POPOL VUH

BAROCK-KIRCHE DIENTE ZUR POP-AUFNAHME

Die Produktion einer neuen Langspielplatte ist gewiß nichts Besonderes. Wenn aber dafür eine deutsche Gruppe eine der ältesten und schönsten bayerischen Barockkirchen mietet - dann wird es eben doch zum Ereignis. Schon 1970 fiel die Münchener Gruppe Popol Vuh durch ihre erste LP "Affenstunde" auf. Damals war es Florian Fricke, Gründer, Motor und Songschreiber der Gruppe, der als erster Deutscher mit einem Moog Synthesizer experimentierte und mehr schuf als nur die schon bekannten Klänge.
Die zweite Platte "In den Gärten Pharaos" entstand schon in der Barockkirche Baumburg, zehn Kilometer vom Chiemsee entfernt. Damals spielte Florian sakral angehauchte Musik auf dem Moog und der Kirchenorgel. Auf seiner dritten LP "Hosianna Mantra" verzichtete er zum erstenmal auf elektrische und schuf mit nur akustischen Instrumenten und Stimmen Klangbilder.
Auf dieser Basis wurde Popol Vuh eine der erfolgreichsten und meistbeachteten deutschen Gruppen. Jetzt  überrascht Florian Fricke seine Anhänger wieder mit einem neuen Stil. Seine Musik ist rhytmischer, durchsichtiger geworden, verliert sich nicht mehr so in Emotionen wie bisher. Zum erstenmal benutzte er bei den Aufnahmen auch ein Schlagzeug.

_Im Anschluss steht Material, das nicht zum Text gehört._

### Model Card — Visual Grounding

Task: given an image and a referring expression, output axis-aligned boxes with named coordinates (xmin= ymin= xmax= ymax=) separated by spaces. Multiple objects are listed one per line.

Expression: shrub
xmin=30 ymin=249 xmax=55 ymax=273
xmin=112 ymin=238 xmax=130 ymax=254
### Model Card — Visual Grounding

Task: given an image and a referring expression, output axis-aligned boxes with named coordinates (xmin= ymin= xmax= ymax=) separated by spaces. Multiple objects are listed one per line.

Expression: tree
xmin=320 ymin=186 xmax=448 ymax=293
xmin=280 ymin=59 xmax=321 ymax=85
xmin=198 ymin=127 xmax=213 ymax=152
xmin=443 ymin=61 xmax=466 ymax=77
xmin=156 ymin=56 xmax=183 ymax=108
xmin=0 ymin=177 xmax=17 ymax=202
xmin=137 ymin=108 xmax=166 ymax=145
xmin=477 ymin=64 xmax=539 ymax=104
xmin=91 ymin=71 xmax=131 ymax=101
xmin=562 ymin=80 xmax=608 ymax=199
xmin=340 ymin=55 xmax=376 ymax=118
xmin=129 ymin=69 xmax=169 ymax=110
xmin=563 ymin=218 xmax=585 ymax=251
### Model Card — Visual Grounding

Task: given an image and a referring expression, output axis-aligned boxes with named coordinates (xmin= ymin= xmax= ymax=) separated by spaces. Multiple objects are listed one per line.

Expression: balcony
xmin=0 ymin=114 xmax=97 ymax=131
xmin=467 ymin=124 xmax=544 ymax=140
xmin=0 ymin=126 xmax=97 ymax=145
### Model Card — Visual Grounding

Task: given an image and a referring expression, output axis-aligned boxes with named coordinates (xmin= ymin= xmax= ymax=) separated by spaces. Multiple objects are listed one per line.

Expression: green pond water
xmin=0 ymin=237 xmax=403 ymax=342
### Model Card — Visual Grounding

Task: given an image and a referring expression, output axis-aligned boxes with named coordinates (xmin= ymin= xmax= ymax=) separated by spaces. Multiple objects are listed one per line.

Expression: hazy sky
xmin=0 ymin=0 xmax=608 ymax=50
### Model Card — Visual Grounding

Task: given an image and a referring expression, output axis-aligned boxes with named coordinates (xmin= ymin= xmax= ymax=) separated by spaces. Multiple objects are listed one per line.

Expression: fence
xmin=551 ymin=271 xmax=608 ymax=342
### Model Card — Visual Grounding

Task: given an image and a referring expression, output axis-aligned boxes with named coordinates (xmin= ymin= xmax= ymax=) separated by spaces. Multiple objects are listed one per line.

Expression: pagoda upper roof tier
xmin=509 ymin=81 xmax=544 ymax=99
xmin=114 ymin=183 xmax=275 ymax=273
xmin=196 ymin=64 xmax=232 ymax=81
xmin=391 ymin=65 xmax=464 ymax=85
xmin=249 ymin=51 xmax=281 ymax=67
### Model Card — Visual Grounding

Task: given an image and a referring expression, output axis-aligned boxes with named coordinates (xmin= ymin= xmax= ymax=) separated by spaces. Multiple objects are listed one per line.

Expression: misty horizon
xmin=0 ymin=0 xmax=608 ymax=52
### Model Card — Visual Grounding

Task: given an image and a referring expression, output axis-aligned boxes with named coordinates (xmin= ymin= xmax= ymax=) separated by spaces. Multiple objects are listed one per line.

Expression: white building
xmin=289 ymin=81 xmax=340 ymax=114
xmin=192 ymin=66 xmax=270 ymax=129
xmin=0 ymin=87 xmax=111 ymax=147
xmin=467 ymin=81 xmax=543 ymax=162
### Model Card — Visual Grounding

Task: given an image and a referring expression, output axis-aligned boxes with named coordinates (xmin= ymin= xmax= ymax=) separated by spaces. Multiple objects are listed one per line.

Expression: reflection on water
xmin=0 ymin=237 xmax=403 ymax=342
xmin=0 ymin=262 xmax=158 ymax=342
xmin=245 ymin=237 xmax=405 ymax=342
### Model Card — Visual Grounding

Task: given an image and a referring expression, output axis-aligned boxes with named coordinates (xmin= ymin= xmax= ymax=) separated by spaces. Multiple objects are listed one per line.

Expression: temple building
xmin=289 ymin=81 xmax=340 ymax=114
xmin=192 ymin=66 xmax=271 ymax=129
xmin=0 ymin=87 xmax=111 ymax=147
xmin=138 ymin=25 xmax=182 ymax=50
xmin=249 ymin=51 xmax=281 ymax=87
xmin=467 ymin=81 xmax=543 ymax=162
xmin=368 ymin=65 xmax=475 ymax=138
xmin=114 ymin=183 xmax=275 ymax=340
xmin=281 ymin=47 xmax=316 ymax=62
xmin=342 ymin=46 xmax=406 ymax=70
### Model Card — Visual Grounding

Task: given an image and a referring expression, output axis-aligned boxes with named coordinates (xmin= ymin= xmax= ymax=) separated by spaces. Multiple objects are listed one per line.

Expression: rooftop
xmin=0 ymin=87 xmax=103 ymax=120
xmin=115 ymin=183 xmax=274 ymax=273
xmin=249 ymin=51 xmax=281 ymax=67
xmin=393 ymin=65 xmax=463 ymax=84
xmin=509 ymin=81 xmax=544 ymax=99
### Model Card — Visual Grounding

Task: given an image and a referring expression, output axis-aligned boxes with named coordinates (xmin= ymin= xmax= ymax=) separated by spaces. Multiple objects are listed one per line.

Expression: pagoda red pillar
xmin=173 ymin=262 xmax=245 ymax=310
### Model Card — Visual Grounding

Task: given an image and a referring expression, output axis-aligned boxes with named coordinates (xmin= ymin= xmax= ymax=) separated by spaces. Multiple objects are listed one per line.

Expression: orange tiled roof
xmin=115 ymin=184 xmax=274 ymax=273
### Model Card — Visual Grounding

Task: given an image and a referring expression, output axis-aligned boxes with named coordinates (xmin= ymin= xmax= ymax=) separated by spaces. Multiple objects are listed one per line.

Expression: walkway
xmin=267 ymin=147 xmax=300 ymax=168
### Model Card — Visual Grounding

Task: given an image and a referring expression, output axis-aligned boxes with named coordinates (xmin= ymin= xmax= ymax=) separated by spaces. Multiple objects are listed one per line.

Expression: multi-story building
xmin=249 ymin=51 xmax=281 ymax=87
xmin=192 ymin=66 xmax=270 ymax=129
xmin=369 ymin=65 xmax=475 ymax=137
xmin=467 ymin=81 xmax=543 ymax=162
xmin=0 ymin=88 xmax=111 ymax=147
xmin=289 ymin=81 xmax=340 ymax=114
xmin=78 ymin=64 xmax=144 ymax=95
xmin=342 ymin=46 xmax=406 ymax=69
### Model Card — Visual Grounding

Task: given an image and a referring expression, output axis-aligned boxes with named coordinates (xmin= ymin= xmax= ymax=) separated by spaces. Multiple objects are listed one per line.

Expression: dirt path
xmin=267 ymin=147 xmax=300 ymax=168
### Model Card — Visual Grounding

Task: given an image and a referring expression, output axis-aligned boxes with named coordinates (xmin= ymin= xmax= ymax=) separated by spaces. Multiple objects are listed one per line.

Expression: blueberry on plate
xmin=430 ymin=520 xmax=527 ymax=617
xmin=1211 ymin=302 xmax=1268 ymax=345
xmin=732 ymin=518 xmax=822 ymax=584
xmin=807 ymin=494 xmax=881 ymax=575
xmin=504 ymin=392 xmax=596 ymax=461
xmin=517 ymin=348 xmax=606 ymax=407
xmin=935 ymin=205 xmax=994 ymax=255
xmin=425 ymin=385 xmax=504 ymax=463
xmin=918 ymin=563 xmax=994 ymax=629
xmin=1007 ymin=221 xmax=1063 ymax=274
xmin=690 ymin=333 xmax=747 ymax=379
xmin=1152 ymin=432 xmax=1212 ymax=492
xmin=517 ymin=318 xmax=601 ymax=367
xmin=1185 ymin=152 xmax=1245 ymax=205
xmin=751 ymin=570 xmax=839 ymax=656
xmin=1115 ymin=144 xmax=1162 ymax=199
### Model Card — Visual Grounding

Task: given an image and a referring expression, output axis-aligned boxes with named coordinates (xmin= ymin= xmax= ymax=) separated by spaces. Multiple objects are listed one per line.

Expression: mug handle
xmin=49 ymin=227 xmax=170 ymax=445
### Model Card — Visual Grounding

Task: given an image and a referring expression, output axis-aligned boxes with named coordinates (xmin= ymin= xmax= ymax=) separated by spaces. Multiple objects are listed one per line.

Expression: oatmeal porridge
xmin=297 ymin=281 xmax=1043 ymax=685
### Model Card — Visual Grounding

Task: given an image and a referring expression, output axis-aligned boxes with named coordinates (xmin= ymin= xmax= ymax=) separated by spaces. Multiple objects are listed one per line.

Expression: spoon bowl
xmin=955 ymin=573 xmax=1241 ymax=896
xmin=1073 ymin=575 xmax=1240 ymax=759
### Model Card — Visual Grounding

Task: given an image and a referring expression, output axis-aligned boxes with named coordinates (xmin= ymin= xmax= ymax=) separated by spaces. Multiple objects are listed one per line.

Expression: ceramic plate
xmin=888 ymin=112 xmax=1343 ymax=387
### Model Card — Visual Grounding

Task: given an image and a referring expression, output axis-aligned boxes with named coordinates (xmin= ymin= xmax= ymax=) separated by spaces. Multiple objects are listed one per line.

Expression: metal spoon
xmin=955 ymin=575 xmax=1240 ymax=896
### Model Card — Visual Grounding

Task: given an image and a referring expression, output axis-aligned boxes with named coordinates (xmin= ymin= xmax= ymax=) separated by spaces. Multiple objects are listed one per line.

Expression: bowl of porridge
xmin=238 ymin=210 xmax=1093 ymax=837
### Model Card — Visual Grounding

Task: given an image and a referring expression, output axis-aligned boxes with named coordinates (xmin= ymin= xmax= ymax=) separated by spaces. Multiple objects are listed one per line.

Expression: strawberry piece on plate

Die Basisaufnahmen mit Florian Fricke am Flügel, Klaus Wiese (Tamboura), Conny Veit (Gitarre) und Danny Fichelscher (Gitarre) entstanden in der Baumburg. Toningenieur war Dieter Dirks, der für die Aufnahmen einen Teil seines Studios von Stommeln bei Köln nach Bayern transportierte. Singstimmen und das Schlagzeug wurden dann, ebenso wie die Mischung, in Stommeln aufgenommen. Noch im September soll die Langspielplatte unter dem Titel "Seligpreisungen" auf dem Pilz-Label im Vertrieb der BASF erscheinen.
Wenige Tage nach den Aufnahmen ließ man von Hamburg aus eine Bombe über Produzent Rolf-Ulrich Kaiser platzen. Er hatte erst gemeinsam mit Gitte Lettmann die "Ohr & Pilz Musikproduktion" gekauft und ist verantwortlich für die Produkte von Gruppen wie Popol Vuh. Angeblich sollte es zum Krach zwischen Kaiser und seinen Gruppen gekommen sein. Abenteuerliche Anschüldigungen wurden laut. Angeblich hatt Kaiser seine Musiker zum Drogenkonsum gezwungen, zu harte Geschäftsmethoden angewandt und geschäftlich falsch operiert, so daß die "Ohr & Pilz-Musikproduktion" kurz vor ihrem Ende steht.
Kaiser schaltete sofort seinen Rechtsanwalt ein. Was von diesen Behauptungen zu halten ist, werden jetzt wohl die Gerichte klären. müssen. Die Musiker fühlen sich davon weniger betroffen. Florian Fricke und auch die Mönchengladbacher "Wallenstein" jedenfalls haben ihre Verträge noch nicht gekündigt und lassen ihre Platten weiter von Kaiser vertreiben. Dabei hätten gerade sie lukrative Angebote anderer Firmen. Bedauerlich ist an der Sache wohl nur, daß hier versucht wird, schmutzige Wäsche mit nicht ganz sauberem Wasser zu waschen, womit man den Musikern aber nur schadet.